The experience of the Hernandez brothers provides one answer. Orlando and Livan Hernandez were both outstanding pitchers for the Cuban national team in the 1990s. Orlando, considered by many the greatest Cuban pitcher of all time, helped his brother Livan defect to the United States several years ago.

As a result, Orlando was permanently banned from baseball by Fidel Castro and spent his remaining days in Cuba making $10 a month as a physical therapist. Livan, meanwhile, went on to lead the Florida Marlins to a World Series championship.

His career and livelihood destroyed by Fidel, Orlando risked his life to leave Cuba on a 19-foot boat and washed ashore on the Bahamas. “El Duque,” as he is popularly known, has been instrumental in the newest of Yankee dynasties to dominate baseball over the last few seasons.

These men and Cubans like them flee Cuba for the purest of political reasons: the pursuit of happiness.

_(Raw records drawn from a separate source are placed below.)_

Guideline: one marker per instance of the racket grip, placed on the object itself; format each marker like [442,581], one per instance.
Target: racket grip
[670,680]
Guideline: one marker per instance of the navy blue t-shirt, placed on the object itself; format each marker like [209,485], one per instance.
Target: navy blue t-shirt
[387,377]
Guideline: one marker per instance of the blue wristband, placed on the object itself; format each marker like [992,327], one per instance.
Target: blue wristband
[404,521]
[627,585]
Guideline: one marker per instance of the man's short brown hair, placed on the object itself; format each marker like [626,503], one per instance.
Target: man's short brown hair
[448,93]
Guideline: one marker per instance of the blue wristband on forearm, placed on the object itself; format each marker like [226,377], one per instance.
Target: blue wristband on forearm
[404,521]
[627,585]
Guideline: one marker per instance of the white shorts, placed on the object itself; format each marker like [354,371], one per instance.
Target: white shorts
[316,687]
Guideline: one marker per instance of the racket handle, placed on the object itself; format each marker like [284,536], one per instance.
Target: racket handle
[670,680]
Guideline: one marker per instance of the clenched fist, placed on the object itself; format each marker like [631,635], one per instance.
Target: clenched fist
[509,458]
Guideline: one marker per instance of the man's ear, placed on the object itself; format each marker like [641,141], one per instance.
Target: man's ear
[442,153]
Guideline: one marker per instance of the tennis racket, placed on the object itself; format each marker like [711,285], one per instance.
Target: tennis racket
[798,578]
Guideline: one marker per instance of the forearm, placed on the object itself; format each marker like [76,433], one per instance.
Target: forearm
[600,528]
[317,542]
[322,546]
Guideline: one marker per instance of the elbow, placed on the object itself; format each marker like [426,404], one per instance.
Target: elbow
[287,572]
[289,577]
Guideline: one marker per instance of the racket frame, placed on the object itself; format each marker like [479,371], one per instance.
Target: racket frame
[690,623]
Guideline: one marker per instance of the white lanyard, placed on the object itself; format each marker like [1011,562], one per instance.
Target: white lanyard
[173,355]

Many on the Left disparage Elian Gonzalez’s mother for coming to America “just to make money.” Well, making money is often a byproduct of the fundamental right to life, liberty, and the pursuit of happiness. In Cuba and other Communist regimes, the pursuit of happiness is forbidden because it conflicts with the plans of a venal and murderous autocrat who spits upon the rights and liberties of his countrymen. He has a plan for collective happiness and nobody’s “selfish” agenda can be allowed to derail it. In escaping, these baseball players lived out the ultimate expression of the basic freedoms that are daily denied the Cuban people.

These Florida Marlins took a potentially unpopular stand in the face of disgusting cynicism. “Is this a PR ploy to get more Latino fans in the stands?” they were asked. In doing so, they reminded us of those precious freedoms we too often fail to hold dear. For that, they deserve our gratitude and admiration.

— Nick Schulz is editor of TCSDaily.com.